We all love or respect or admire President John F. Kennedy for different reasons. As a returned Peace Corps volunteer, I am grateful to President Kennedy because he started an organization that is now – and forever will be – near and dear to my heart, the United States Peace Corps. It let me give something of myself in the service of others yet it wasn’t until my return that, like all returned volunteers, I realized I gained far more than I ever thought I could give.
President Kennedy was shot and killed on this day 50 years ago. It was before my time, but I know I’ve talked about this with my parents who were both attending Hanover College at the time. Mom told me how she was in a freshman year biology class when she heard the news.
With my generation, we know where we were for the Challenger disaster: in band class. And sadly, where we were when for the Columbia disaster: halfway home after serving in the Peace Corps.
I saw this today on Upworthy.com
Taken from there:
In a powerful — and stunningly level-headed — decision, the orchestra’s music director, Erich Leinsdorf, sent librarian William Shisler to get the music for the funeral march from Beethoven’s “Eroica” symphony.

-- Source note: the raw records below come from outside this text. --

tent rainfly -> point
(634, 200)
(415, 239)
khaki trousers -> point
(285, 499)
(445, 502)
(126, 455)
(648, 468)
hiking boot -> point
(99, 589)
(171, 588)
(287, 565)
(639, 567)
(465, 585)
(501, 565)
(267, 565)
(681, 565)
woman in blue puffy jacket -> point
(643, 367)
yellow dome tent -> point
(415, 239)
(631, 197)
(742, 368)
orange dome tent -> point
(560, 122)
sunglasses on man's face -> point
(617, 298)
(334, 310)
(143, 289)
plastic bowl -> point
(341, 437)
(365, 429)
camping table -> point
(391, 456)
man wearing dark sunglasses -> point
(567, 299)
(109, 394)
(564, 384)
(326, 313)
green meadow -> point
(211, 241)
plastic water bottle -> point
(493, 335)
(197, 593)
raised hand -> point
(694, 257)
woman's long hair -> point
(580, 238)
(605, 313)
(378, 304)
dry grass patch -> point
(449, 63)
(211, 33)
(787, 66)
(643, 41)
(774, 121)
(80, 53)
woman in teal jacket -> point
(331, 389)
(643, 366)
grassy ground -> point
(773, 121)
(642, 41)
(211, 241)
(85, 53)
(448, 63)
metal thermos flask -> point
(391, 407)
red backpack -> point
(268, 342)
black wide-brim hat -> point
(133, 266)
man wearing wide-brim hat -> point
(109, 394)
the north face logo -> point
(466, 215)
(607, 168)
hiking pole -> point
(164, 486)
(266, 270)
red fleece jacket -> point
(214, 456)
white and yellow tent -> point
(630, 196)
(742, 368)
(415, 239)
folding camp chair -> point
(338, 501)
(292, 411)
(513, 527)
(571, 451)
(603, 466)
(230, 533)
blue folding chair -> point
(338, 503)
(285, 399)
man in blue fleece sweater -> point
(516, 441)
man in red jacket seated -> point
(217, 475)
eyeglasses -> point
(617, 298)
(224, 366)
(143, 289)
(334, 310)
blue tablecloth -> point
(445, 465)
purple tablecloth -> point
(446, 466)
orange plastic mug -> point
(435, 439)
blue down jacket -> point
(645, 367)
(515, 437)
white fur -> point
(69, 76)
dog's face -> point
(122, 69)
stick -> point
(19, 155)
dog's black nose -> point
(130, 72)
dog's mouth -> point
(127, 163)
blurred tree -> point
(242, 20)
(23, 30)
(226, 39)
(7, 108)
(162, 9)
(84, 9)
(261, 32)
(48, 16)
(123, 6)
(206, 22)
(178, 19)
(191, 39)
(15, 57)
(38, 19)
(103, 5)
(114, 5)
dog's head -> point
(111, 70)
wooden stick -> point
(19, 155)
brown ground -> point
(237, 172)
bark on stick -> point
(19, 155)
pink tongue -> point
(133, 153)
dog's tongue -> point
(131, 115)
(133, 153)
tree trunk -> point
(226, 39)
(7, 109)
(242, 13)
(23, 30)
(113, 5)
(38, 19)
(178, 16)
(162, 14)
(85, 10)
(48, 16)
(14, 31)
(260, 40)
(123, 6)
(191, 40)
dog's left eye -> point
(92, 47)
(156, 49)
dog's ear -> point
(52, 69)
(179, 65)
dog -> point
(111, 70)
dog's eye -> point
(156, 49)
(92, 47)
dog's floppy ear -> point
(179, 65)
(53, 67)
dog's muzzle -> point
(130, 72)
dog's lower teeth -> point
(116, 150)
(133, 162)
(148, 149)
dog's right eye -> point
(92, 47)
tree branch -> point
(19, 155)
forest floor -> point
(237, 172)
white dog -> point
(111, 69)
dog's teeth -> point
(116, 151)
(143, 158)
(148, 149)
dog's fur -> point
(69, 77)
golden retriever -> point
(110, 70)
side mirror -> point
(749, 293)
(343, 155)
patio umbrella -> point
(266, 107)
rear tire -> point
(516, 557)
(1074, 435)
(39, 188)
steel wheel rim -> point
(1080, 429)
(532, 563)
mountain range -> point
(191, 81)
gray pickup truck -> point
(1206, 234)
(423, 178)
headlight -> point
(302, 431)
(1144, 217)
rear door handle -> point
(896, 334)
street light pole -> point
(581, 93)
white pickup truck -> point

Shisler quickly distributed the music onstage, letting the musicians know what had happened.
This recording, from WGBH in Boston, begins when Leinsdorf takes the stage to announce the terrible news to the audience and captures the BSO’s heart-rending performance of the Beethoven symphony — a work they found out they were playing only minutes before.
This isn’t a video, just a recording. It’s beautifully played, so listen to it all. Don’t listen to it all, but you’ll only need to hear the first 30 seconds to hear everyone’s reaction to the news of the assassination of our president. How the musicians – especially the winds – were able to play at all is well beyond me.
May we never again have to share in such an experience.